1月に入って、ランサムウェア「GandCrab」が添付されたメールが大量に出回っているらしい。
復元ツールは出ているみたいだけど
ランサムウェアは影響が大きいので感染はゴメンこうむりたい。
なんて情報をあさっていたら、実際の攻撃に使われていたらしいソースを発見。GandCrabのものではなく仮想通貨をマイニングさせるためのウイルスのコードだったが、あまりにも美しいコードなので(ウイルスに関する部分を無視して)仕事に使えそうなところだけ採取して使ってみる。
<採取部分>
・OSを自動判定(ubuntu,debian,centos6 or 7,redhat,それ以外か判定)する部分
・デバイスのパフォーマンスを最大化(hugepage等)する部分
・サービスの自動起動を仕込む(shからcrontabを書き込む)部分
<ソース>
まずはOSの自動判定部分(ディストリビューション判定)。
※ 「日本語の行」と「echoでの表示行」はこのコードの作者(攻撃者)ではなく、自分(このブログ所有者)自身が読みやすくするためにつけた。実際には全て英語で書かれ、一切のechoがなく処理が進む(ウイルスなんだから当然だけど)。
15行目
・tr で 大文字小文字変換をサラっとやってる。
・17行目のif文を正確にするためだろう(仕事が丁寧だなぁ)
17行目
・ここのif文はカッコ(testコマンド)が一つだけ。
・thenは同じ行に書く人なのね。
20行目
・ここのif文はカッコ(testコマンド)を2つ重ねてる。
・17行目とあえて使い分けている。相当慣れた人が書いているとみた。
・このへんのノウハウがモロに詰まっている。
39行目
・/etc/ の下をワンライナーでまさぐるこのテクニック。ニクい。素晴らしい。
ls -d /etc/[A-Za-z]*[_-][rv]e[lr]*
47行目
・ここはテストコマンドにifすらつけてない。
・17行目とも20行目とも違う(違う人間が手分けしてコード書いてるのか?)
59行目
・ip -4 route の結果からデバイス名を得るとは。
hname=`ip -4 route get 114.114.114.114 | awk '{print $7}' | tr -d '\n'`
・どのLinuxでも「まず使えるだろう」という汎用性を持たせている。
・どのディストリビューションにも詳しい人間が作っている。
続いては、サービス登録するための関数を作成し、判定したOS(ディストリビューション)に合わせてデバイスのパフォーマンス(仮想通貨を掘るためのパワー)を最大化させている部分。

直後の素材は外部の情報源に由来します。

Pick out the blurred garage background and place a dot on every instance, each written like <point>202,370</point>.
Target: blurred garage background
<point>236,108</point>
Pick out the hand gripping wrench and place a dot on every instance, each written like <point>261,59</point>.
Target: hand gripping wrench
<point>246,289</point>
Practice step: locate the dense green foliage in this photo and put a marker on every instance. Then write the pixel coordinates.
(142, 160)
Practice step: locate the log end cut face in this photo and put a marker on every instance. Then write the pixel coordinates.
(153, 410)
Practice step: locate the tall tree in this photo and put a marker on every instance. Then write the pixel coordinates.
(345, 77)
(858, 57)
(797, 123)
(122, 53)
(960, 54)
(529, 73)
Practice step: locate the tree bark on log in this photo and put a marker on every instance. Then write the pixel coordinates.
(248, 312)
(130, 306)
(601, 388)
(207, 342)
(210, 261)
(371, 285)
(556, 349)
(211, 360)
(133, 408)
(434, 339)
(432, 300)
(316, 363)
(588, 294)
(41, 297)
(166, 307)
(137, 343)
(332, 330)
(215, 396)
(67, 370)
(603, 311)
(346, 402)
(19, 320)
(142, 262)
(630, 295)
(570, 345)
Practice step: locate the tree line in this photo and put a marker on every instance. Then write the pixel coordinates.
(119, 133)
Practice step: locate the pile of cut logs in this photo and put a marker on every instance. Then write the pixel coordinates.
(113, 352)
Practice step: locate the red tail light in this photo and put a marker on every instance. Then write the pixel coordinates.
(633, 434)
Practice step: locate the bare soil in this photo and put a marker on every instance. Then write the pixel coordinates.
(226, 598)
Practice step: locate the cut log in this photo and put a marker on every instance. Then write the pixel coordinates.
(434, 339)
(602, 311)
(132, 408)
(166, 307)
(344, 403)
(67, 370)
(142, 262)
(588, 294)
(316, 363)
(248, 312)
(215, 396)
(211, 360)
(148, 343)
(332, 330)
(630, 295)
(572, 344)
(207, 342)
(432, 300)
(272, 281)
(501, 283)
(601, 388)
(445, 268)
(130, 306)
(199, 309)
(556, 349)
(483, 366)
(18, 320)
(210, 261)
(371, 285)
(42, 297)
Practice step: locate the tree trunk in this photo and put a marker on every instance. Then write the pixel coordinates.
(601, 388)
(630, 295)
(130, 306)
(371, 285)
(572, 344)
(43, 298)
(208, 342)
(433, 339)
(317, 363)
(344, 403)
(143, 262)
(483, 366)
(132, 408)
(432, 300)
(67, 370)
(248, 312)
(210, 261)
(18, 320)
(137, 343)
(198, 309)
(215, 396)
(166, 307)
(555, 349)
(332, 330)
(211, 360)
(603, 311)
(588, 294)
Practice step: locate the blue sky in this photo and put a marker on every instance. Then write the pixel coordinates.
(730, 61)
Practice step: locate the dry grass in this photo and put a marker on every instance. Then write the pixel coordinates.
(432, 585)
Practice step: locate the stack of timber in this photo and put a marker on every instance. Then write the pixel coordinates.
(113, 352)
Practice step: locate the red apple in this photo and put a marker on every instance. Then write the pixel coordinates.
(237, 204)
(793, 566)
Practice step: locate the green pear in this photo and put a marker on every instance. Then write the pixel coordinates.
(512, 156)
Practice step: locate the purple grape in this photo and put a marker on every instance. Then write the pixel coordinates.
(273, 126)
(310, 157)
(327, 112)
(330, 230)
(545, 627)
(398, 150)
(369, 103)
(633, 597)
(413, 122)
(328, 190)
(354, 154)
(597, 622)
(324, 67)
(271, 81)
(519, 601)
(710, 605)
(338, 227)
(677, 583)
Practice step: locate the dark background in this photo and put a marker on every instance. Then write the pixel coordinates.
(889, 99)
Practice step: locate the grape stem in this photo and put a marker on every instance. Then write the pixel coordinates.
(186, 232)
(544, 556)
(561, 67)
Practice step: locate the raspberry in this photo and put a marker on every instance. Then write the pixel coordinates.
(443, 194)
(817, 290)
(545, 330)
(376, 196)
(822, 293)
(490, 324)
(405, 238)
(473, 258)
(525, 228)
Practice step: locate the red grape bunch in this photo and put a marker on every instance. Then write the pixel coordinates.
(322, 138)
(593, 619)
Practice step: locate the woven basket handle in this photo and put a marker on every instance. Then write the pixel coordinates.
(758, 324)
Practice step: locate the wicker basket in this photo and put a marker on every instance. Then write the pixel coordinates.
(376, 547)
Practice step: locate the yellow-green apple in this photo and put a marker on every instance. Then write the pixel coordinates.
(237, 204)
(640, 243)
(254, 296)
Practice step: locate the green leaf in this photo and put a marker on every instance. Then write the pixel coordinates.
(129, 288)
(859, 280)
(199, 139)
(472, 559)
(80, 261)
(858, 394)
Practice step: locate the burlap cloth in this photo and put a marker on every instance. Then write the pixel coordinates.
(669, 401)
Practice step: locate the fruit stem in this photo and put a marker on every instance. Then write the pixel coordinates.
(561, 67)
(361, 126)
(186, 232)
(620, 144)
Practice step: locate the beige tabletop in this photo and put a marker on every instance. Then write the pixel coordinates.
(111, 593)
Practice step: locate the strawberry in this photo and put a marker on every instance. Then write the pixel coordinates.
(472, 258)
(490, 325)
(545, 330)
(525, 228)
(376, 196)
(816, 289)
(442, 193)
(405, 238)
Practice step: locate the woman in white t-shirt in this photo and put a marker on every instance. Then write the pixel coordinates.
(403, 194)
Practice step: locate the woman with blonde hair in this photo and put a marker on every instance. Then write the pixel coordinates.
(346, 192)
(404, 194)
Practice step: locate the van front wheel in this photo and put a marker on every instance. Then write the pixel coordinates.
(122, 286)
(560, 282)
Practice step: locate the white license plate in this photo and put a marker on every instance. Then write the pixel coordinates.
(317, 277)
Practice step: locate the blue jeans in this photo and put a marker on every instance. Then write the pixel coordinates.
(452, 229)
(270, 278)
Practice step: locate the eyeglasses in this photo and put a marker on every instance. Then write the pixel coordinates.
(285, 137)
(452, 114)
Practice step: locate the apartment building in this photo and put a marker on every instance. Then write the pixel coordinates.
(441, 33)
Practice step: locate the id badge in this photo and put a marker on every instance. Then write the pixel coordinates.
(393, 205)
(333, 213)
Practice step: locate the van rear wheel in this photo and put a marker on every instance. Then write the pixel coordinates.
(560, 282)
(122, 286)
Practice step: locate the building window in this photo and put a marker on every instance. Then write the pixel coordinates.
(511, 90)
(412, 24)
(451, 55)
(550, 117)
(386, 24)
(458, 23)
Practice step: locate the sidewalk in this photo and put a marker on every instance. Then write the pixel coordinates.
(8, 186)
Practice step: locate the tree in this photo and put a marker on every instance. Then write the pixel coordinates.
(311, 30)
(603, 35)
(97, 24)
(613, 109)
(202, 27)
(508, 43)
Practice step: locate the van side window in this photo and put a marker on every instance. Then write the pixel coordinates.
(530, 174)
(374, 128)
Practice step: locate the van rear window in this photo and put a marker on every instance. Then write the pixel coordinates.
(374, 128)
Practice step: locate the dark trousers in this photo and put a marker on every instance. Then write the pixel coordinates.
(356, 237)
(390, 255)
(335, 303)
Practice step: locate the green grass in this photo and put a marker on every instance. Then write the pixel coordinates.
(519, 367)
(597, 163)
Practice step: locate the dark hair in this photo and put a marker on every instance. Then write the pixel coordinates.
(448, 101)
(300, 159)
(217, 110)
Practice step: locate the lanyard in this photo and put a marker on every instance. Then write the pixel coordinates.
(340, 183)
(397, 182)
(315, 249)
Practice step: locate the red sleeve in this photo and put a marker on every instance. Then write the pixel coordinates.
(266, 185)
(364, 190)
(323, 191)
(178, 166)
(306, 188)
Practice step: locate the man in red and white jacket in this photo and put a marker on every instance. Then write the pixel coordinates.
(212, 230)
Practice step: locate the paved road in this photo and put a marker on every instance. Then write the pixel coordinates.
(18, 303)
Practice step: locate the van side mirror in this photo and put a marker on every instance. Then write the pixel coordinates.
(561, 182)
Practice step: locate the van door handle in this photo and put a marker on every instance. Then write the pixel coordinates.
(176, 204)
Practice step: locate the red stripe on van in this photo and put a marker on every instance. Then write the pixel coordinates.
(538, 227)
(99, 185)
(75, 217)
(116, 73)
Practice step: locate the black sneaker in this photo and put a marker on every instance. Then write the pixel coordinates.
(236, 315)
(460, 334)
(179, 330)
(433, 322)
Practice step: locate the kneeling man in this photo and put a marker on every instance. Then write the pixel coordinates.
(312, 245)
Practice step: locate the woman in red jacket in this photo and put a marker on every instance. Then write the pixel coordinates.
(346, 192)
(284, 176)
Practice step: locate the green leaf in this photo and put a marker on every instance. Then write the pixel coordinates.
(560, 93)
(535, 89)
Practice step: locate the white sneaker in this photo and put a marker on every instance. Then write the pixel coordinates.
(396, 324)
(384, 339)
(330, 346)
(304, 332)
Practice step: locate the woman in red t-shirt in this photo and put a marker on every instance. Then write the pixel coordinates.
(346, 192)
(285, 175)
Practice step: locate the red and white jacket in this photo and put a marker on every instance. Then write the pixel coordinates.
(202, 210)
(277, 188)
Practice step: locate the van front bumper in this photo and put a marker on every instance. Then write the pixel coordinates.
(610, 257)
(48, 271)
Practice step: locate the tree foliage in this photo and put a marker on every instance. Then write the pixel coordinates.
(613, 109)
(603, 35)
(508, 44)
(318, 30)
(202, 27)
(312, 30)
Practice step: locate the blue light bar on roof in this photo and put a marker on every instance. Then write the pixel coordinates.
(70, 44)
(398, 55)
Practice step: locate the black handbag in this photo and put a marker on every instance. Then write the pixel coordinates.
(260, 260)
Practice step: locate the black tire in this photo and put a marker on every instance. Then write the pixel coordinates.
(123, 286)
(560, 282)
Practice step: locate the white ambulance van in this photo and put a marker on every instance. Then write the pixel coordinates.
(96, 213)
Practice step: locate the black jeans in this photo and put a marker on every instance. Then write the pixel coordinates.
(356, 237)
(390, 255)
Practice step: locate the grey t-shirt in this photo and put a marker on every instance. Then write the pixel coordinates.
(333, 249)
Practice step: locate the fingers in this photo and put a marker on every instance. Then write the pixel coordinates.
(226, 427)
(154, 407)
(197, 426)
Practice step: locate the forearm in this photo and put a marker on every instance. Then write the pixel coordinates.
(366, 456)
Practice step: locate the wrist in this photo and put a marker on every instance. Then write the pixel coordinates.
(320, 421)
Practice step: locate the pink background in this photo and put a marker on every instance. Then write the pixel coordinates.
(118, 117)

※ シャープ(イゲタ)が1つの行は、実際の処理が走らないよう、ブロク所有者がコメントアウトしただけで、実際には全て実行できる状態(コメントなし)だった。
73、75、77行目
・/etc/security/limits.conf ファイルを書いてパフォーマンスを上げている。
・hugepageも設定してる(こんな方法があるのか…)。
98行目
・$distro に設定された値を全て小文字に変換するのに ${distro,,} としている。変数操作のテクニック。
123、124行目
・nohup でバックグラウンド実行させるスゴさ。
・仮想通貨をマイニングさせ続けるために「仕込む」前提で書いている。
・悪いことをする人間は本当に貪欲だ。目的に対して純粋とも言える。
ハッカー(って言葉はそれとして)のホワイトとブラックは紙一重とはよく言ったもので。全部業務で使えるノウハウの塊だった。